The flooding in Pakistan is only one example among many, such as the 2010 earthquake in Haiti or Hurricane Katrina in New Orleans in 2005, laying open the intimate and destructive relationship between colonial models of space and power. Colonized people, people of color and poor people are disproportionally affected by the consequences of climate change, within nation states as well as globally. The poorer the neighborhood the more exposed it is to the effects of climate change, nearly everywhere in the world. The distribution of environmental risks spatially mirrors the historically generated unequal distribution of access to power, capital and knowledge. More often than not, it is exactly this divide that humanitarian action operates in.
With the accelerating climate crisis, the movement around climate justice gains political momentum. The latest IPCC report of February 2022 featured justice quite ostentatiously. The upcoming COP 27 has chosen its motto: Together for just, ambitious implementation NOW. Also, the discussions around loss and damage for nations severely affected by climate change within the COP context are a start. The Warsaw International Mechanism for Loss and Damage associated with climate change impacts formalized the discussion around loss and damage in 2013. The Santiago Network initiated at the COP 25 in 2019 intends to support developing nations with technical expertise. Yet, the question of funding and compensation is still high up in the air.

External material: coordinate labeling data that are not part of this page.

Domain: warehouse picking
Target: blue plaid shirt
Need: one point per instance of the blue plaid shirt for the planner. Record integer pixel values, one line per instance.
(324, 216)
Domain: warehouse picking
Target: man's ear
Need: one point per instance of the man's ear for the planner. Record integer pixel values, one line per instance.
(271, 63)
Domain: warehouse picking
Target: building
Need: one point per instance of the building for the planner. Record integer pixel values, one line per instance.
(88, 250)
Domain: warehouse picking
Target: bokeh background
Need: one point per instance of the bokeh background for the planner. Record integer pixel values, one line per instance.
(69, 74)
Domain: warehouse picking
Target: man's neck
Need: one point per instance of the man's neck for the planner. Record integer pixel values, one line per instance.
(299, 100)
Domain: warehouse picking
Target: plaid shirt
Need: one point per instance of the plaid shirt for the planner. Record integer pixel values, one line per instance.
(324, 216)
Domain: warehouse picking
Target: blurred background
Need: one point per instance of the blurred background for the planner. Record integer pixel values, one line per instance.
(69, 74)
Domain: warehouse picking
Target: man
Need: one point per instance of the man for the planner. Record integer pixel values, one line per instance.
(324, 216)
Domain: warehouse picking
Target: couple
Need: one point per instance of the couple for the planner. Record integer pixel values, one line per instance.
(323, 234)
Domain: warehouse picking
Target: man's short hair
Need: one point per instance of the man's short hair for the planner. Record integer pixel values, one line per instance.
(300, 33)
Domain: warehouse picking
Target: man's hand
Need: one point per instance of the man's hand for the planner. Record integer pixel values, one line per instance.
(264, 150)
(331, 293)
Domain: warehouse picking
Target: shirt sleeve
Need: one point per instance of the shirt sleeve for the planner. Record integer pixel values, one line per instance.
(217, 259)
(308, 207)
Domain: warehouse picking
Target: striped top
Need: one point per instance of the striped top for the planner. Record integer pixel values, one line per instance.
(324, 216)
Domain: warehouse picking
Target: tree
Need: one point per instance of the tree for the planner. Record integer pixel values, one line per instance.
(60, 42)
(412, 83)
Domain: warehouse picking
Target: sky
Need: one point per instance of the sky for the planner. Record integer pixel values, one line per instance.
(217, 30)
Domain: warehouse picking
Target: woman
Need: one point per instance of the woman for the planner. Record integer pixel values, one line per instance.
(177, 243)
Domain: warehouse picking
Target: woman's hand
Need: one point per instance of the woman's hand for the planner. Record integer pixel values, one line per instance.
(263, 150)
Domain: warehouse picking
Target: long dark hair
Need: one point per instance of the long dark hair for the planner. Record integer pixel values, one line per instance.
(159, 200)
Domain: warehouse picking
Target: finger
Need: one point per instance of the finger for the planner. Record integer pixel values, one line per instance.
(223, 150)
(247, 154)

Next to the local first responders, international humanitarian organizations are at the forefront of the fight against climate change and its diverse effects and thus need to claim more space, advocate better and make more demands in this discussion. Humanitarian actors can help the loss and damage framework to grow beyond technical support into a compensational mechanism that does justice to the unequal distribution of cause and effects and ultimately into an accelerator for a renewed and revisited understanding of responsibilities and commitments, with additional benefits for internal debates around the normative bedrock of humanitarianism.
One idea debated mostly behind closed doors so far is using a seat at the table to demand a specific percentage of GDP funding for the climate crisis to allow for scaling-up and skilling-up. A part of that percentage can be reserved to compensate countries affected by climate change within the loss and damage framework. When offset against a possible 18% global GDP loss as an effect of global warming recently projected by the second largest reinsurance company, a 0.7% or even 2% GDP share for measures against climate change seems like a reasonable investment. While the core argument should be one of compensation and shared responsibility, these calculations might also convince those more prone to utilitarian thought.
As the ones faced with the catastrophic effects of climate change as a baseline of their everyday work it is the responsibility of humanitarian actors to make clear how much the world is at a turning point right now and that mitigating the effects of climate change will be to the benefit of everyone in the long run.
Andrea Steinke is a research fellow at the Centre for Humanitarian Action (CHA). She heads the research project on Climate Change and Humanitarian Action.